Raising the money to march

A grandstand seat to the Rose Parade costs $50. To march costs a lot more. For each of the 266 members of the Defiance (Ohio) High School Marching Band, a five-night trip to California will cost $1,151, including $59 apiece for visits to Disneyland and Universal Studios and $20 for a New Year's Eve party.

The financing falls largely to individual families, but to lower the price, corporate contributions were sought, and nearly 30 fund-raisers organized everything from the proverbial candy sales, car washes, and dances, to $6 boxes of cornflakes bearing pictures of the band.

No band member who needed financial help was refused, but each family agreed to support and participate in fund-raising efforts. The band participated in a 10-mile "marchathon" through town earlier this month.

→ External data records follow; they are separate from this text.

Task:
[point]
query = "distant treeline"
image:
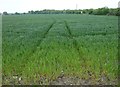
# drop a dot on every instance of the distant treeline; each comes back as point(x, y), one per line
point(99, 11)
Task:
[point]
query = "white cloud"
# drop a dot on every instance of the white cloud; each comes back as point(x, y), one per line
point(26, 5)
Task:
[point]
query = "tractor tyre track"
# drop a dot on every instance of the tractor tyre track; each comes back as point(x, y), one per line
point(76, 46)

The event was to raise money via pledges and to test the endurance of the band. "We're like 99 percent of the other bands in the country," says director Vince Polce. "We're not too good on the street unless we practice."

Dressed in casual clothes, the band hit the road at 9 a.m. Saturday, wound its way down main streets and quiet residential neighborhoods, leaving excited children and beaming adults in its wake.

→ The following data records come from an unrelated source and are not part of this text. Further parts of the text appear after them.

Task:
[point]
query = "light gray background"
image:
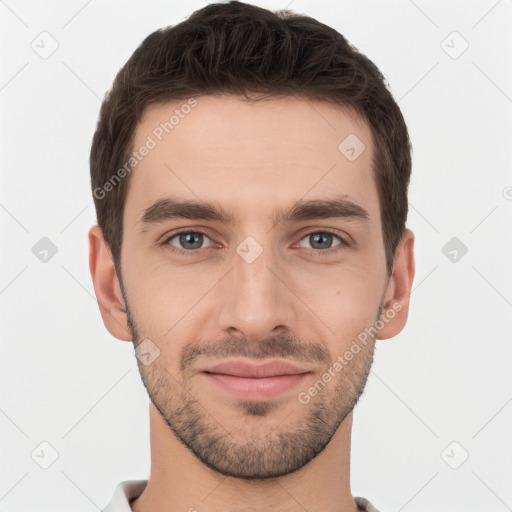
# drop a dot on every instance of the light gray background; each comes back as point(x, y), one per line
point(67, 382)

Many folks called out greetings to Mr. Polce. Band members marched and played, and occasionally a handful of them would dash into someone's house to use the bathroom, an option that won't exist during the Rose Parade.

After about six miles of uptempo marching with only one extended stop at a railroad crossing, the band did take a lunch break at an elementary school, where a local sub shop provided the food.

Ray Hartzell took the opportunity to park his 45-pound sousaphone on the grass. The weight of this hulking instrument was "tolerable," he says, but come New Year's Day he expects to reach for a makeshift cushion. "Either your shoulder hurts," he says, "or you wear a diaper [as padding] under your uniform."

Going the distance may require it. The Rose Parade is the marathon of band experiences.

Kristi Parsons, a flag bearer in 1981, when Defiance High last went to Pasadena, says it was "marching and music, marching and music, and people and people and people. I remember it being very long."